声明・決議まど
憲法96条の改定に反対する。憲法の精神と原理を守り、活かそう
(長文のため冒頭部分、末尾部分を割愛)
改憲規定を定めた憲法96条は国会総議員の3分の2の賛成を発議の条件とし、その後の国民投投票の過半数の賛成をもって憲法改正が出来ることを定めている。いま、9条改憲を目論む自民党や日本維新の会、みんなの党は、この発議要件を過半数とし、改憲のハードルを下げようと96条改憲を参院選の争点にしようとしている。
しかし、憲法改正の発議要件の緩和はときの政権の恣意によって、いつでも憲法の中身を簡単に変えやすくし、議会多数派の横暴に道を開くことになる。憲法96条は、こうした権力の横暴に歯止めをかけ、国民が権力の横暴を縛る近代立憲主義の精神と原理を担保するものである。

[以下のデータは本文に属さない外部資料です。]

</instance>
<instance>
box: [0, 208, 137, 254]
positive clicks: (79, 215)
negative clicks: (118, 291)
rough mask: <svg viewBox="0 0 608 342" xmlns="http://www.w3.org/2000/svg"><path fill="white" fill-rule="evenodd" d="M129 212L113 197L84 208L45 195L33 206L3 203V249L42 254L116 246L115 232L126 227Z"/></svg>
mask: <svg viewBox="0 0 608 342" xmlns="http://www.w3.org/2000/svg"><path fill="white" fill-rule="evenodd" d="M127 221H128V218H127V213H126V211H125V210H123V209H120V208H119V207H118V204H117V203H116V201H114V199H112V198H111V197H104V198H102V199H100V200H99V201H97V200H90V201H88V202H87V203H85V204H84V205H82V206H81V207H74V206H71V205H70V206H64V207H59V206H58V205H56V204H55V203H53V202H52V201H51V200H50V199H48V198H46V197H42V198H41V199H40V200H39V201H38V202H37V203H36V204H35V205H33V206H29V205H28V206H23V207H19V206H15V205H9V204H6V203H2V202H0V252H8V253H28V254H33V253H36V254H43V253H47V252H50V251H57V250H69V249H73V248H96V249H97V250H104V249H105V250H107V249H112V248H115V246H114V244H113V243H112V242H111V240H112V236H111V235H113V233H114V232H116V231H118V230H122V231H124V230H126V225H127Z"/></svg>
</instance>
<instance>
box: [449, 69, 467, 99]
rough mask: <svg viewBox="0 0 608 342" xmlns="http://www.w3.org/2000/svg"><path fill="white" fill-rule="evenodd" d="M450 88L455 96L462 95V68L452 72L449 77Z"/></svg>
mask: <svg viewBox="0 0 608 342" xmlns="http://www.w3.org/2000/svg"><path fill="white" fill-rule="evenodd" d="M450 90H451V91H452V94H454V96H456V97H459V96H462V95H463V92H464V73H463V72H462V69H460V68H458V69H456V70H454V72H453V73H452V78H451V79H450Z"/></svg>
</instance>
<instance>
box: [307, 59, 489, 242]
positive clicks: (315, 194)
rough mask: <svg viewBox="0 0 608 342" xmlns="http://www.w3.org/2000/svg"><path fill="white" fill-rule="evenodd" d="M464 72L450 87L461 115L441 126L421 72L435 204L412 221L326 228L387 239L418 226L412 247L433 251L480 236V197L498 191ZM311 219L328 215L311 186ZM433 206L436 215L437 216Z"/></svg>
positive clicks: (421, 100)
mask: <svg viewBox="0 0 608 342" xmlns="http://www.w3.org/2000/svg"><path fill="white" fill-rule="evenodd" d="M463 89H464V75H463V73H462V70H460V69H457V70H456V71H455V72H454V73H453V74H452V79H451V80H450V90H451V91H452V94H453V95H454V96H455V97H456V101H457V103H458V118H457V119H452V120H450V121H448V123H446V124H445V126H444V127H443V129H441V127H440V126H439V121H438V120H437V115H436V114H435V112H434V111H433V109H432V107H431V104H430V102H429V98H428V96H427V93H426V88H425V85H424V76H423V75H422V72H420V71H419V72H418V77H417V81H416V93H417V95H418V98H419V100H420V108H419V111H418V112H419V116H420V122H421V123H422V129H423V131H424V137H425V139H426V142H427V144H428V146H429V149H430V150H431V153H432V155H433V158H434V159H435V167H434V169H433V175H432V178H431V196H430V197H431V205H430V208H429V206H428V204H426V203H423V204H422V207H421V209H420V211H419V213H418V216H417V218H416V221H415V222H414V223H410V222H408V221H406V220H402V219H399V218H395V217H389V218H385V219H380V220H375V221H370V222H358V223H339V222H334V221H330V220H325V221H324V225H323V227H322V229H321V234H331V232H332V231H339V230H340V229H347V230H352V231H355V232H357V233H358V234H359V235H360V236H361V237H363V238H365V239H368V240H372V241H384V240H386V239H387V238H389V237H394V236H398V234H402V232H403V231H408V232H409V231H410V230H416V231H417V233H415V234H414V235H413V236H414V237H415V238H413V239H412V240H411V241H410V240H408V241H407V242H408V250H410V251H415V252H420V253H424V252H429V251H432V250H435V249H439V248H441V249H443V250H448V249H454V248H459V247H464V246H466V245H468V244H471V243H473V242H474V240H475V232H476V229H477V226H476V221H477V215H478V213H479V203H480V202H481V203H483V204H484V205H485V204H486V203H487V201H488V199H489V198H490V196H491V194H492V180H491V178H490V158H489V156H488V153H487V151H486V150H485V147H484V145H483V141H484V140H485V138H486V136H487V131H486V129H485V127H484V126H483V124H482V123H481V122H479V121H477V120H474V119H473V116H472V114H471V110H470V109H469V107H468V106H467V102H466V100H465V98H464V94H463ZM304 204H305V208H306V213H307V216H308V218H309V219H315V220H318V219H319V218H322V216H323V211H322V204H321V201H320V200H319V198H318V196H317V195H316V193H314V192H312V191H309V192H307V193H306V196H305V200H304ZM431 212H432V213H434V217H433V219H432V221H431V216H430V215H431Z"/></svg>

「改憲」を立党の目的としてきた自民党が昨年4月決定・公表した「日本国憲法改正草案」は、天皇元首化、9条の平和主義の否定のみならず、国民主権、基本的人権を制約するもので、憲法の原理そのものを破壊する内容である。
私たちが言論、報道、表現活動に携わるものとして見過ごせないのは、憲法21条に新たに「公益と公の秩序を害する活動や結社は認められない」を追加し、ときの権力、政権によって言論表現の弾圧を可能にするものに変えようとしていることである。
こうした背景のもとで、改憲発議要件を先行して緩和を図る今回の自民党・安倍政権の96条先行改憲の動きは、極めて危険かつ欺瞞的な策動と言わざるを得ない。私たちはこの策動に反対し第9条をはじめとする日本国憲法の精神とその原理を守り、強めるため、あらゆる場で取り組むことを改めて宣言する。